This is an example of time series forecasting. Original source of data is a book by
Box and Jenkins (1976): Times Series Analysis: Forecasting and Control, p. 531. The dataset consists of 144 monthly totals of airline passengers from January 1949 to December 1960.
In this example project we generate one-year-ahead forecast for 12 latest observations as if we don't know them. We hold-out 12 latest values of output variable and create a model using the rest of data. In this way we can compare the result to actual data. In the Performance panel Mean absolute percentage error (MAPE) calculated for 12 predictions is 1.95% (percentage of target values).
This is an example of time series forecasting. Data source is
The Top500 List of Supercomputer Sites released semiannually by www.top500.org. Every list contains information about different parameters of modern supercomputers including rank of a computer system, theoretical and measured computational power, the number of processing cores, manufacturer information, component types and models, operating system, etc. Example data is a historical list of entry level supercomputers from Jun 1993 to Nov 2008.
The task is to predict the entry-level supercomputer performance for the next Top500 release (Jun 2009). Since the Jun 2009 is in the past, we know that the entry-level performance was 17088 Gflop/s.
In order to estimate future accuracy of our prediction for the unknown Jun 2009, we've checked how accurate would be predictions of 3 time-points in the past if we would apply the same approach. Mean absolute percentage error (MAPE) appeared to be 4.4%. Actual error of a one-step-ahead prediction for June 2009 is even smaller than MAPE for the previous periods.
This is an example of multi-class classification. Data source is a classical dataset introduced by Sir Ronald Aylmer Fisher (1936) as an example of discriminant analysis (Wikipedia article).
An optimally-complex model doesn't overfit the data, so in Confusion matrix we can see that there are two incorrectly classified instances.

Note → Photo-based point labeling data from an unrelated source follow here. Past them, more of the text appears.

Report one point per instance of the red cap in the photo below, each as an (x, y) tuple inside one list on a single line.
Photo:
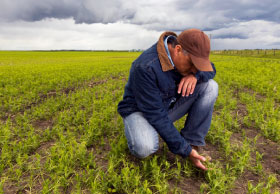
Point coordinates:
[(197, 44)]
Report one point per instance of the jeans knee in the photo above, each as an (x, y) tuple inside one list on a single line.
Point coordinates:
[(144, 150)]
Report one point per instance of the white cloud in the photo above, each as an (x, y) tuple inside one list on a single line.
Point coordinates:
[(122, 24), (65, 34), (256, 33)]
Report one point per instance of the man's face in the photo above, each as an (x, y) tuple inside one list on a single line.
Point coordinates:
[(182, 61)]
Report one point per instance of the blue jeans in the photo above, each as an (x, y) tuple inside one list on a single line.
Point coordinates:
[(142, 138)]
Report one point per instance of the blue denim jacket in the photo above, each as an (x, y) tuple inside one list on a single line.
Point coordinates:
[(152, 89)]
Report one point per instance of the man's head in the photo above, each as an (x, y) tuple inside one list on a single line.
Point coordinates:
[(190, 51)]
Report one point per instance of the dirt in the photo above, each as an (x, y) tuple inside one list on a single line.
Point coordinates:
[(42, 124), (12, 187), (54, 93), (241, 184)]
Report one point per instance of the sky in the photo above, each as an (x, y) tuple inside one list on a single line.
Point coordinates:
[(134, 24)]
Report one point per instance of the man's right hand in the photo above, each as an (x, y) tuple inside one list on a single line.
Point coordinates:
[(197, 159)]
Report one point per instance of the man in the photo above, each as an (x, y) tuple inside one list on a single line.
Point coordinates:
[(167, 81)]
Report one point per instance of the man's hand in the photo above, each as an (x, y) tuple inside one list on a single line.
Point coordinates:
[(187, 85), (196, 159)]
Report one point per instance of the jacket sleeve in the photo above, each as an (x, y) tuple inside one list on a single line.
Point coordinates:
[(149, 102), (204, 76)]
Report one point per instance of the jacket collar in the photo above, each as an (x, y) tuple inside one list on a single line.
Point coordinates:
[(162, 55)]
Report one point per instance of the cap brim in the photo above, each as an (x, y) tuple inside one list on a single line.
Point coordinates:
[(201, 64)]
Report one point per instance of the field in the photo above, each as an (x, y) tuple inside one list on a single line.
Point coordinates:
[(60, 131)]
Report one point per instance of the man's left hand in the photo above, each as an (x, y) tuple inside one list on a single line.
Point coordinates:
[(187, 85)]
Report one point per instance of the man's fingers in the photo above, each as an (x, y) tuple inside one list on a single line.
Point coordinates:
[(185, 87), (199, 157), (180, 86), (200, 165), (193, 87)]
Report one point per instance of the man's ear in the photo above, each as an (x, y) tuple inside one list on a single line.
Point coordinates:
[(177, 49)]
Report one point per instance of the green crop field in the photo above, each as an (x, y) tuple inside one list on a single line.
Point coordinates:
[(60, 131)]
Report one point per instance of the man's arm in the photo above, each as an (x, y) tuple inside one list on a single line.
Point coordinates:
[(150, 103)]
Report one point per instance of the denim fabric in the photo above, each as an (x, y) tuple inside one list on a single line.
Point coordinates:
[(142, 138), (152, 91)]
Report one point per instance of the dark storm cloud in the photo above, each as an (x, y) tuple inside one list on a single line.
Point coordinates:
[(83, 11), (229, 35), (214, 16)]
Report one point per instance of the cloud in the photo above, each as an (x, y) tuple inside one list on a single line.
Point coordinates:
[(58, 34), (122, 24), (249, 35), (155, 14)]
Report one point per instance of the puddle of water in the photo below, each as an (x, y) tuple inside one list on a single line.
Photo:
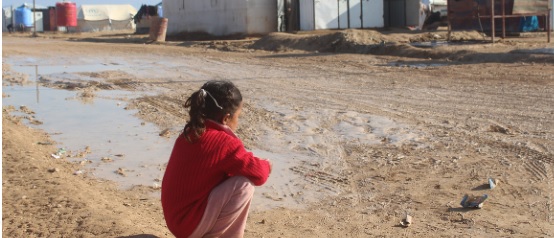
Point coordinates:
[(101, 123), (109, 130)]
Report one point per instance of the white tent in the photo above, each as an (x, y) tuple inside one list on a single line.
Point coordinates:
[(6, 18), (343, 14), (106, 17), (221, 18)]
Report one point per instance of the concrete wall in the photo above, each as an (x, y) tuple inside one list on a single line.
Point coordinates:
[(221, 17), (412, 12)]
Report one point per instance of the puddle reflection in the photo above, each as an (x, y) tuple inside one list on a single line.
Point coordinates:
[(101, 123)]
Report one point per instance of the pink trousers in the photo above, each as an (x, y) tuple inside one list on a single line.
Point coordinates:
[(227, 209)]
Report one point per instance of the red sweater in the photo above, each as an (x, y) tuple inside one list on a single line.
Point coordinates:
[(194, 169)]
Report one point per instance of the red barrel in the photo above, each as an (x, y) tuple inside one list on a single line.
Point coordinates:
[(66, 14), (52, 13)]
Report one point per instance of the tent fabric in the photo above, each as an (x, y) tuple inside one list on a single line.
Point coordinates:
[(107, 12)]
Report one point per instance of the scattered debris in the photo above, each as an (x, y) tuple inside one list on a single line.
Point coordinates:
[(25, 109), (106, 159), (406, 221), (493, 182), (57, 155), (473, 201), (165, 133), (121, 171), (53, 170)]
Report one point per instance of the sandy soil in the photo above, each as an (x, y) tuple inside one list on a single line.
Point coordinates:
[(375, 128)]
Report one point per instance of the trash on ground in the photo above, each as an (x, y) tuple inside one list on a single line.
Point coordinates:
[(493, 183), (57, 155), (470, 201), (407, 221)]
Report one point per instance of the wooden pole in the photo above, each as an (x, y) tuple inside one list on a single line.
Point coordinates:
[(34, 19), (503, 19), (492, 21)]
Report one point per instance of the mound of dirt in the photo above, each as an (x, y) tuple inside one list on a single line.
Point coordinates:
[(342, 41)]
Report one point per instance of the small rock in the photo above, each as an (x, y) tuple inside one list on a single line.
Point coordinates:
[(53, 170)]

This is an example of regression problem. Three variables were randomly generated in a spreadsheet and two of them were used for calculation of polynomial function y = 100*x1 + x1*x2 – x2^2. All columns of the obtained dataset were noised by up to 10% (uniformly distributed random error between -10 and 10%). In the example project we predict the last 10 values of
y as if we don't know them.
It is notable that selected noise level still allows GMDH Shell to detect model structure identical to the structure of function y.